Performance assessment of material extrusion printers using the COMPAQT, a capability analysis in less than 24 h of printing

Despite the growing adoption of Additive Manufacturing in the industry, it still lacks standards to evaluate the dimensional and geometrical performance of printers for long production runs. This is especially needed to foresee the required post finishing operations by knowing which quantity of material should be removed from the parts after their fabrication (by finish milling, for example). ISO 52902, by proposing to design, print and measure test artifacts, allows the tolerance intervals achievable by a printer to be obtained. Nevertheless, this method leads to long printing times (27 h of printing are common values for one part). This makes this method not suitable for industrial purposes if a capability analysis is needed and would lead, therefore, to very high production times (nearly 1 month to produce 25 parts).

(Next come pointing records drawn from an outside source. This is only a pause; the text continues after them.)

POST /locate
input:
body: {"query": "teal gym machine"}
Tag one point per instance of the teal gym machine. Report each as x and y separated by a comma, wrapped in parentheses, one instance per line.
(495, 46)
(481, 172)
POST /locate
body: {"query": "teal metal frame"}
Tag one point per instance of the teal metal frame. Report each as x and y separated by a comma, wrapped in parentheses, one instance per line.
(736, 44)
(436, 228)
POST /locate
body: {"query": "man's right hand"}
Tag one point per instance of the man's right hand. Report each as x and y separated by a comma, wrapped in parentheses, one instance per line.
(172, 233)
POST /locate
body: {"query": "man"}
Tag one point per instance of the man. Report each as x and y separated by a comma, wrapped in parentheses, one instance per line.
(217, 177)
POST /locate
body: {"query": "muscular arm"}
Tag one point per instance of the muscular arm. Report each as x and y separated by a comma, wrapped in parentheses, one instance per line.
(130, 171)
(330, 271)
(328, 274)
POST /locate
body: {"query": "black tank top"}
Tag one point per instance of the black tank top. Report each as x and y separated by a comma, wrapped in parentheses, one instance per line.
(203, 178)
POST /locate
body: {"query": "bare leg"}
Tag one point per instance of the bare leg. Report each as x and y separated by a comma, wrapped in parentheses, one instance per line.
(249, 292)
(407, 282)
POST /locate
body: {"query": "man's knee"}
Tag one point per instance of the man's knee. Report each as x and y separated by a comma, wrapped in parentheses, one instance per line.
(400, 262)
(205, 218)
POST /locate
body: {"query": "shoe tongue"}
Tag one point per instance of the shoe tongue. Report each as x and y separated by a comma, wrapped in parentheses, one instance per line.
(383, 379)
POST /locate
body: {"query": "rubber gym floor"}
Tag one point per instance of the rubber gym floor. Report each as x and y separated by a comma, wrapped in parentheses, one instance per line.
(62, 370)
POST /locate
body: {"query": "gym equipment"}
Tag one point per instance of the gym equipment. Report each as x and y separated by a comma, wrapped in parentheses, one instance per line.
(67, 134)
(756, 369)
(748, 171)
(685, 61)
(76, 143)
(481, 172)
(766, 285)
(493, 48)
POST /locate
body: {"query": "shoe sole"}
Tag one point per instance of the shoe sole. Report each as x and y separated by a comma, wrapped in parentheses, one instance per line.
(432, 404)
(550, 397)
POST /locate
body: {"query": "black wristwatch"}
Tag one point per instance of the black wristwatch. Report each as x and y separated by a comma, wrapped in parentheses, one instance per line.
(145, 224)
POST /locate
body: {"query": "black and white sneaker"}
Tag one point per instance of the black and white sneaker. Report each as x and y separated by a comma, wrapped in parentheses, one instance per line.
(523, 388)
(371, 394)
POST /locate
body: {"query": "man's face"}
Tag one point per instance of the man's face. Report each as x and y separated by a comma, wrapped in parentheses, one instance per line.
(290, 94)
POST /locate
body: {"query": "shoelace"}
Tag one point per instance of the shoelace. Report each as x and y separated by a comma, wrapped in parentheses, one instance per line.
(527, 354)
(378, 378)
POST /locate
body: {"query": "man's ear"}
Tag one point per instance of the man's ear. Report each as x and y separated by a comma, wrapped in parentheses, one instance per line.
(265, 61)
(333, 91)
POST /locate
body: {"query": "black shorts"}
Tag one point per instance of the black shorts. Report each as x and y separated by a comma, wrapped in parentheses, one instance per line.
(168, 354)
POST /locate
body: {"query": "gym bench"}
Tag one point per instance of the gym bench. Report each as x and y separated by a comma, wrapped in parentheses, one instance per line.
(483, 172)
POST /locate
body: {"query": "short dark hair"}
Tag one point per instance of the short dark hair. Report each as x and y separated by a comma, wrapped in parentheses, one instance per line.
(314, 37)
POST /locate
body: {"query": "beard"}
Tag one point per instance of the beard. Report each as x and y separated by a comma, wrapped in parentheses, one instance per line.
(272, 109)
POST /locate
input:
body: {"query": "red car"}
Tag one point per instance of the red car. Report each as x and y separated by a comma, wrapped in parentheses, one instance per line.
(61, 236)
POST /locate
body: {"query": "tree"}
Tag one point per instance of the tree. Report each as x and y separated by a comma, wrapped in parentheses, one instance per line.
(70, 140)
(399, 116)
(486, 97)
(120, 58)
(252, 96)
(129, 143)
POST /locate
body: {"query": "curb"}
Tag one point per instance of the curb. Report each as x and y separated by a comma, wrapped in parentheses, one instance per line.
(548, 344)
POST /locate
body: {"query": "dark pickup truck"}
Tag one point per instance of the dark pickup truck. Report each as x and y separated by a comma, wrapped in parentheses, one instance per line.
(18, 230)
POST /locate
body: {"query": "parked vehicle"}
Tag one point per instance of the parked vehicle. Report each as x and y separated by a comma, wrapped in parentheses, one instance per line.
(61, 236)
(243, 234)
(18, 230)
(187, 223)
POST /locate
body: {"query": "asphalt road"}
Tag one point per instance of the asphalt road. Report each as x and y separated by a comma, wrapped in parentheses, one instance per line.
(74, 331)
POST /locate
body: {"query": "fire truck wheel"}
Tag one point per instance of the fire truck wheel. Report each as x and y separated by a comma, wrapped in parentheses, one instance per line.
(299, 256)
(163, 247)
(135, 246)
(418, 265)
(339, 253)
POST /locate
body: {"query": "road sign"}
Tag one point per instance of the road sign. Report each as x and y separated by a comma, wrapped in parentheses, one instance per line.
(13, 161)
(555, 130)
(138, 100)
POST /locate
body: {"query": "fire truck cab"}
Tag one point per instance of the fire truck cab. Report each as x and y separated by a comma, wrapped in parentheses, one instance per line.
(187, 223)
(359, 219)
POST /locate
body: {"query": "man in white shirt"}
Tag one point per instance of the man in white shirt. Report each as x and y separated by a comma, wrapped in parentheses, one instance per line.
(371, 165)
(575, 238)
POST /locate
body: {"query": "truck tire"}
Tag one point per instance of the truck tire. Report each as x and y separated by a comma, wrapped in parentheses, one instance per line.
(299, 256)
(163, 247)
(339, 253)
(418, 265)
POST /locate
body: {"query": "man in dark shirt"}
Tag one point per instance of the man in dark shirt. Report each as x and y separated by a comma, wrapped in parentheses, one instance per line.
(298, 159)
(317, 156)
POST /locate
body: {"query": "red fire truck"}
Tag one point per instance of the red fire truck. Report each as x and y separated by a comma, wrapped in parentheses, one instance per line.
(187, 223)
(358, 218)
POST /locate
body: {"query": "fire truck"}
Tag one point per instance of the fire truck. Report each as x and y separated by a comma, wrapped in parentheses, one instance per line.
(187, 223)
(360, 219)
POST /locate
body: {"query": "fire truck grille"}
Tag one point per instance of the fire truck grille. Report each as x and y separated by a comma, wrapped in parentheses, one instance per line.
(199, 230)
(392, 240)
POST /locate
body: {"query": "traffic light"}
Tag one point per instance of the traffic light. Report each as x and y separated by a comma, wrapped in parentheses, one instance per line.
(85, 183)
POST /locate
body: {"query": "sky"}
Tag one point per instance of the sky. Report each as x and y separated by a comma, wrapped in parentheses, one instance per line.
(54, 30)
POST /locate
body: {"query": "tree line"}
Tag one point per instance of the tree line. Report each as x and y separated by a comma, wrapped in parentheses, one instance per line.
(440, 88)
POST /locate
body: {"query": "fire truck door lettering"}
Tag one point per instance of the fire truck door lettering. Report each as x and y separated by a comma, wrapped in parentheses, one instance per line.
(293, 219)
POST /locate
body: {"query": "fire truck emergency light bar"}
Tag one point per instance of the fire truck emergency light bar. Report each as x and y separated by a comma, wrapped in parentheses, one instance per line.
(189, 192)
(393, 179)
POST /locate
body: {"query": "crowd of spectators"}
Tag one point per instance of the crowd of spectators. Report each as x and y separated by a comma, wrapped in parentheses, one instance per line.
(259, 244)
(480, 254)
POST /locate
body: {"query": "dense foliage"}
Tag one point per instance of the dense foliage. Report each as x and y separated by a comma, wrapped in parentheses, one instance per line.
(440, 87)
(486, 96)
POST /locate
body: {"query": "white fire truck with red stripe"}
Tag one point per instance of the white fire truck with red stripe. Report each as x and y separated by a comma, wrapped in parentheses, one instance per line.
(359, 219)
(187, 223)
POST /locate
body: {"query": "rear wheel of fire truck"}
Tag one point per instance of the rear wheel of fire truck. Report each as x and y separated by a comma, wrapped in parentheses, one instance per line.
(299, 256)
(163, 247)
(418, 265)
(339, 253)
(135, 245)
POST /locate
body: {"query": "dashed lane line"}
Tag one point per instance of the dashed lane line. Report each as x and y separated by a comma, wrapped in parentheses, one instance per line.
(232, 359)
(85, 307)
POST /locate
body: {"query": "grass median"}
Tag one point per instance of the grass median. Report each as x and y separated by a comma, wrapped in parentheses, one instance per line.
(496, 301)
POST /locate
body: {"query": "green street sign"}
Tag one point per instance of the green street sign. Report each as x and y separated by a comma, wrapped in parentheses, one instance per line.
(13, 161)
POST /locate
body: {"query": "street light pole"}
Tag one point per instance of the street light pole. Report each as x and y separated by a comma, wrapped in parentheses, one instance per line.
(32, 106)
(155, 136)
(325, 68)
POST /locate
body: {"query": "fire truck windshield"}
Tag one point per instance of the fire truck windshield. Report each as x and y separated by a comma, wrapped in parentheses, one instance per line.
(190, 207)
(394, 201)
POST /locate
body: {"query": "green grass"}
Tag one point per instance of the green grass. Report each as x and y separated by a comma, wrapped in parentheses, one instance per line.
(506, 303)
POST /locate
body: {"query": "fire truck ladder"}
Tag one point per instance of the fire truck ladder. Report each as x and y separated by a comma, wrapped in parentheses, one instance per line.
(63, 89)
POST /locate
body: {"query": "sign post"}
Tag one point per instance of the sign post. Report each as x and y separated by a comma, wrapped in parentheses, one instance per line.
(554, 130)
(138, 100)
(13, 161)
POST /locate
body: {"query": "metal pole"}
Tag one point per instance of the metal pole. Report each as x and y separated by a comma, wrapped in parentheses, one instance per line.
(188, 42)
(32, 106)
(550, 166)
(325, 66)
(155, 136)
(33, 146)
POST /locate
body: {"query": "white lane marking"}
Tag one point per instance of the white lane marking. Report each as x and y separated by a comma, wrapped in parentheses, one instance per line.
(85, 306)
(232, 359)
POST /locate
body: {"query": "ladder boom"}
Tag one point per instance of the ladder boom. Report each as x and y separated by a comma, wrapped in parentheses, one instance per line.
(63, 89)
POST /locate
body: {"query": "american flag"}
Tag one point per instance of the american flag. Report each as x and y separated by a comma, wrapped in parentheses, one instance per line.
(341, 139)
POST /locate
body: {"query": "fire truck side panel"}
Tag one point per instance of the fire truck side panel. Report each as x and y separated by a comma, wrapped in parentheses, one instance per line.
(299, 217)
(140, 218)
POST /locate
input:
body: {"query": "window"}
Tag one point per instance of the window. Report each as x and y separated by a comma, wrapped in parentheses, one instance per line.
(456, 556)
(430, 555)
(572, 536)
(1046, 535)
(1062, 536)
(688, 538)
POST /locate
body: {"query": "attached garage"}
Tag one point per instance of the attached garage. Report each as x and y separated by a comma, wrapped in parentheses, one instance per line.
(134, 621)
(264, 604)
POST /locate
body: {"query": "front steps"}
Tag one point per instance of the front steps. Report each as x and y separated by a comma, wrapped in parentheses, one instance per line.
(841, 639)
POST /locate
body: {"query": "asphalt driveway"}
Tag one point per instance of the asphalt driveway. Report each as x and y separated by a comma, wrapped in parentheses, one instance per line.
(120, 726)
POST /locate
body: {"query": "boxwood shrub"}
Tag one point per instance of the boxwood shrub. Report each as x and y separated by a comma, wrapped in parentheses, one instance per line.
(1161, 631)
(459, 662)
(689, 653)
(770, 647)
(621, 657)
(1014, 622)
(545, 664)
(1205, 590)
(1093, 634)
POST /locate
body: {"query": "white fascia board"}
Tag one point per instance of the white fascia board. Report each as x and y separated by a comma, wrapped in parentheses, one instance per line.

In this presentation, we propose a novel part design called the COMPAQT (Component for Machine Performances Assessment in Quick Time) that allows to determine the achievable dimensional tolerances of a printer, while keeping the required printing time lower than 24 h for producing the required 25 parts. Moreover, the COMPAQT, when replicated 25 times over the available building platform area, provides a systematic coverage of the achievable size ranges of ISO 286-1.
The COMPAQT can be used either to evaluate the capability of a printer by replicating it and covering most of the available printing area (in X and Y), or to track the performance degradation of a printer in the longer term by adding one COMPAQT into batches as a companion part. The method was successfully tested on a commercial Material Extrusion machine printing poly-lactic acid feedstock and allowed its potential and real tolerance interval capabilities to be evaluated. ISO 22514 was used to analyze the data and obtain the capability indices.
Different tolerances were obtained for the measurements according to the X, Y and Z axes, the latter exhibited the best performance. Finally, different systematic errors were observed, depending on whether the measurements involved surfaces of a single (values around 0 mm) or two different COMPAQT parts (values up to 0.314 mm).